Hindernisse beseitigen

Seit 25 Jahren investiert die EU im Rahmen von Interreg, einem Instrument für die Regionalentwicklung in Grenzregionen, in die grenzübergreifende Zusammenarbeit. Trotz großer Fortschritte gibt es in vielen Bereichen nach wie vor Probleme, etwa bei der Arbeitssuche, Rentenansprüchen, Steuerfragen oder der Anerkennung von Qualifikationen.
Das Interreg-Programm soll helfen, Hindernisse abzubauen, und die Zusammenarbeit zwischen den Ländern fördern. In vielen Fällen müssten dafür aber Rechtsvorschriften und Verwaltungsverfahren geändert werden. Die IHK Schleswig-Holstein hat zu diesem Thema einen Fachworkshop abgehalten und mehrere Barrieren benannt, die Anfang des Jahres in eine Stellungnahme gegenüber der EU-Kommission mündeten.
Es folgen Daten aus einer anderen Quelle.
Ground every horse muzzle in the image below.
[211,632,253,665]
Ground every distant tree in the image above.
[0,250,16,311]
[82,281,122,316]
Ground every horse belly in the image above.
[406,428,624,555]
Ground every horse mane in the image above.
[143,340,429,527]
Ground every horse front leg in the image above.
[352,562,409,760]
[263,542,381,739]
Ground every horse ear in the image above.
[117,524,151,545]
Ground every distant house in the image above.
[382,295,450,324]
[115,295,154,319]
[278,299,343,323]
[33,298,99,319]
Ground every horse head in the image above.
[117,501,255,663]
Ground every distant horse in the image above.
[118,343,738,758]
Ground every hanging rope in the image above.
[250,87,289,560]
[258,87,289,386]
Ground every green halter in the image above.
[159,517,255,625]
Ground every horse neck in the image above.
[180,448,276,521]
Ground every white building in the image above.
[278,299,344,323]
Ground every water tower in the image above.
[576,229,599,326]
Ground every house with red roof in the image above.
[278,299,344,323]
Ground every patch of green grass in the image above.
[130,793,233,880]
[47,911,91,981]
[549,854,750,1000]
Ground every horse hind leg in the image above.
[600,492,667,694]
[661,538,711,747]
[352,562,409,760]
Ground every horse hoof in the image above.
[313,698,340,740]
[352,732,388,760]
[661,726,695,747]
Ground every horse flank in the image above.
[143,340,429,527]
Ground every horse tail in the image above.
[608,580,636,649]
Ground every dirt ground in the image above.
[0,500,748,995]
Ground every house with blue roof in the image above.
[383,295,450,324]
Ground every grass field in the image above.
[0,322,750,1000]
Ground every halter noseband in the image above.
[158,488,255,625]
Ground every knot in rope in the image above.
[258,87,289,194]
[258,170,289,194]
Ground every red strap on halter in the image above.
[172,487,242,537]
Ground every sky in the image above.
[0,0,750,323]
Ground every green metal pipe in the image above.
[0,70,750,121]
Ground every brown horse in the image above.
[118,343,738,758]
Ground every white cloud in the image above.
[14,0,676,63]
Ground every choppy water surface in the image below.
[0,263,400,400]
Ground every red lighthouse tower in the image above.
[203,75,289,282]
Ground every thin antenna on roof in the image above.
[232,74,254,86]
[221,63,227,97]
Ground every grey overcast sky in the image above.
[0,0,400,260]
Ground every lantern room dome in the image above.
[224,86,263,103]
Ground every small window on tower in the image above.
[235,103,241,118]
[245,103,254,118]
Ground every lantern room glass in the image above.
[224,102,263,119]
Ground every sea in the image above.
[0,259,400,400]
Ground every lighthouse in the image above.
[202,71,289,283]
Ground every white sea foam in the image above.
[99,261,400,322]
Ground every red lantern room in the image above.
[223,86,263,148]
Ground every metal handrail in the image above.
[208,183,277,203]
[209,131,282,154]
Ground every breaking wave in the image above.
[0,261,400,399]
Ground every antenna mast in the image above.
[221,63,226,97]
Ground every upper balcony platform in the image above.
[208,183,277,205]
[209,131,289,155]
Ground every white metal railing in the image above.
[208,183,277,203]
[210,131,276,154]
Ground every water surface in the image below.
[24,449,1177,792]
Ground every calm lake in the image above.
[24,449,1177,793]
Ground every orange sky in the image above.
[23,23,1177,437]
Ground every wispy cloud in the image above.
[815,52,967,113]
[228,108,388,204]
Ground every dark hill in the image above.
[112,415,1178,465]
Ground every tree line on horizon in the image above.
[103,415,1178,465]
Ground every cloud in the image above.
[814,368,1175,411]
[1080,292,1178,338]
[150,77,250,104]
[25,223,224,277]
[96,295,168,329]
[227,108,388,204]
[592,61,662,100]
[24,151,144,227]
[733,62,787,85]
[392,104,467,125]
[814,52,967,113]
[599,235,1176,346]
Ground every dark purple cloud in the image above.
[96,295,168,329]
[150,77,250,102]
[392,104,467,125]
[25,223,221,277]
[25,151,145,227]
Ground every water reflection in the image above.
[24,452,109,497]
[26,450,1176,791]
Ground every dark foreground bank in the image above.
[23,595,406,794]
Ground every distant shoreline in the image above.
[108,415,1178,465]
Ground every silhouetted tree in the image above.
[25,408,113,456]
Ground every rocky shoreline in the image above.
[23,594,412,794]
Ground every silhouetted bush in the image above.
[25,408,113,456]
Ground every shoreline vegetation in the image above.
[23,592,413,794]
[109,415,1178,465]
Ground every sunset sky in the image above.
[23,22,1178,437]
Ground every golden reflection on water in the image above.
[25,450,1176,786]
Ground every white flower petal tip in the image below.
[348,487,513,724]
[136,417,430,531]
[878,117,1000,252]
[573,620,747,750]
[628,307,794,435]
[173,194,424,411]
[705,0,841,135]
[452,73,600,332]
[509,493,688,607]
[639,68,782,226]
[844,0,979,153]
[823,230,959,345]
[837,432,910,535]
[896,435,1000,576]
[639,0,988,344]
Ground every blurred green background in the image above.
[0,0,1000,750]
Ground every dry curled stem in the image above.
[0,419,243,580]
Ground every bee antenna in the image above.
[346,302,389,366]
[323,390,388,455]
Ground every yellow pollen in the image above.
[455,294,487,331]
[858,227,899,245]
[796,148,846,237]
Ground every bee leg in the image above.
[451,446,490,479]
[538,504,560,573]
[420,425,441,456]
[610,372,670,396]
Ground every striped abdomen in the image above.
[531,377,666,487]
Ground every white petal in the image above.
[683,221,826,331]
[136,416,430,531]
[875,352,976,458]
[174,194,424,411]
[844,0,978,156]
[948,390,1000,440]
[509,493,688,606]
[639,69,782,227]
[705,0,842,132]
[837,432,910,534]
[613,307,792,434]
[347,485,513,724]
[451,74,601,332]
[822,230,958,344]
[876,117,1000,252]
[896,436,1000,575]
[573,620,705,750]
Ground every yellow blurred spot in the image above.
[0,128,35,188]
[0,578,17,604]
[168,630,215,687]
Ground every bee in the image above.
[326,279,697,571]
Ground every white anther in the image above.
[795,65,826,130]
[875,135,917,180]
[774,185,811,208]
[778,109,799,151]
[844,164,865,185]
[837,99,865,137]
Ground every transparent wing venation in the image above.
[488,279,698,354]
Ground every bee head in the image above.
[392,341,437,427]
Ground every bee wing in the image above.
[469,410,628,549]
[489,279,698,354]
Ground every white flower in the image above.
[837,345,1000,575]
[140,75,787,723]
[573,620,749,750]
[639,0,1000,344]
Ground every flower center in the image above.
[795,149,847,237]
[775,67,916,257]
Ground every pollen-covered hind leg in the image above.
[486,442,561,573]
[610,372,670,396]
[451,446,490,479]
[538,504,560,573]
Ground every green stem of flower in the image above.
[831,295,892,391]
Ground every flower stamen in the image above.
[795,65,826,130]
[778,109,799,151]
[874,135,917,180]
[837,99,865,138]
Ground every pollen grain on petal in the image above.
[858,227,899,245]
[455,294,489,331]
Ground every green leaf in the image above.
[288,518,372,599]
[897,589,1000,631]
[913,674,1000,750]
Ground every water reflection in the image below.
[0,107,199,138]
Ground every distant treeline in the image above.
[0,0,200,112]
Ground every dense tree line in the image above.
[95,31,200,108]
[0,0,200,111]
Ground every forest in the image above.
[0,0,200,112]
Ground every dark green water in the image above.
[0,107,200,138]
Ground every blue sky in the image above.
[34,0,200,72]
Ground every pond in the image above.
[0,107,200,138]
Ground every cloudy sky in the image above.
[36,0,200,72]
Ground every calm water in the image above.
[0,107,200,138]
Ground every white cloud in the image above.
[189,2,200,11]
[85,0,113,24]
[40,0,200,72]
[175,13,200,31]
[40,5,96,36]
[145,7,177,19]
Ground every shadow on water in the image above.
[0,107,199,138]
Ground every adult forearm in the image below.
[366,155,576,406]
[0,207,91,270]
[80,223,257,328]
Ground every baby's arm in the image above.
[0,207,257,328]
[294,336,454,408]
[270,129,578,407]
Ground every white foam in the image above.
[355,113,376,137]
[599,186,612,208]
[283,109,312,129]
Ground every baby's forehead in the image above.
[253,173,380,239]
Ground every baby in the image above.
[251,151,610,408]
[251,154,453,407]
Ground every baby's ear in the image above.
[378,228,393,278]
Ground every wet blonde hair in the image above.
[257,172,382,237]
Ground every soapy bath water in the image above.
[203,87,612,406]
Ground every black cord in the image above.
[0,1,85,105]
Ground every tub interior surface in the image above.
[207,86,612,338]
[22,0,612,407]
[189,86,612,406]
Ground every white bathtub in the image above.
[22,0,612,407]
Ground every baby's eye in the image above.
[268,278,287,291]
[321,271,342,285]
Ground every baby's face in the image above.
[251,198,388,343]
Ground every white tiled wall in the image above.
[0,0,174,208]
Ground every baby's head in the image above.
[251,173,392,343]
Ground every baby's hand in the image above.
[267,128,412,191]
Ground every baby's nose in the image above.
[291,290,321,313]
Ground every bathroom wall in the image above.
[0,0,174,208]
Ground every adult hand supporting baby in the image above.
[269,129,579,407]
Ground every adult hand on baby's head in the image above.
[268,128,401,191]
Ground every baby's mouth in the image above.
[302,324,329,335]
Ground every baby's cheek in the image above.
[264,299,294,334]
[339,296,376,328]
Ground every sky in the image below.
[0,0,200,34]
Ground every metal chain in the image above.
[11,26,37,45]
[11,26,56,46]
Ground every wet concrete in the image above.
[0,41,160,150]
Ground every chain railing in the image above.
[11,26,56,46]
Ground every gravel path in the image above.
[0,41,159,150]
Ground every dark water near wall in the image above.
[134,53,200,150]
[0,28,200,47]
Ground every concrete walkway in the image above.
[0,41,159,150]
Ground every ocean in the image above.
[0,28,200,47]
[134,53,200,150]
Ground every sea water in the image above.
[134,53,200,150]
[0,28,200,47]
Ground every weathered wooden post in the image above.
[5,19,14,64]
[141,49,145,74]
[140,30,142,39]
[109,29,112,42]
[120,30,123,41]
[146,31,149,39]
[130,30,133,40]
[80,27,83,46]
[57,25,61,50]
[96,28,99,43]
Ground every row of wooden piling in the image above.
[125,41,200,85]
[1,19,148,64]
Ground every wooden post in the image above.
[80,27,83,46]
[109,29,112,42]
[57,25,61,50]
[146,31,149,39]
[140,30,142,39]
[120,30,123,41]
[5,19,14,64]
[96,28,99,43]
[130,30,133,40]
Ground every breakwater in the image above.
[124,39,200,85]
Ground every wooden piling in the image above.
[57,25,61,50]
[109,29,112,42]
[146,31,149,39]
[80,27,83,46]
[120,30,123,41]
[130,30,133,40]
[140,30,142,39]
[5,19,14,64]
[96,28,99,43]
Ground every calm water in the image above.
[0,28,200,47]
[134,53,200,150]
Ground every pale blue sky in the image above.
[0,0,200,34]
Deutsche Unternehmen, die Mitarbeiter nach Dänemark entsenden, müssen diese im sogenannten RUT-Register anmelden. Auch Einzelunternehmer müssen sich seit 2011 etwa für die Erbringung von Dienstleistungen in Dänemark eintragen lassen, was gegen die allgemeine Dienstleistungsfreiheit innerhalb der EU verstoßen könnte. Die IHK fordert daher, durch die EU sicherzustellen, dass es nicht zur Einschränkung der Dienstleistungsfreiheit durch unverhältnismäßige Formalitäten für ausländische Firmen kommt. Konkret muss die Eintragungspflicht für Einzelunternehmer in Dänemark zurückgenommen werden.
Harmonisierung
Eine weitere Hürde: Für den gewerblichen Einsatz im grenzüberschreitenden Verkehr müssen Fahrer 21 Jahre alt sein und eine Grundqualifikation vorweisen. Deutsche Azubis, die zwar älter als 21 Jahre sind, aber über keine abgeschlossene Ausbildung beziehungsweise Grundqualifikation verfügen, können so im grenzüberschreitenden Verkehr nicht eingesetzt werden. Die IHK schlägt vor, das europäische Übereinkommen über die Arbeit des im internationalen Straßenverkehr beschäftigten Fahrpersonals (AETR) so anzupassen, dass Personal in Ausbildung grenzüberschreitend eingesetzt werden kann.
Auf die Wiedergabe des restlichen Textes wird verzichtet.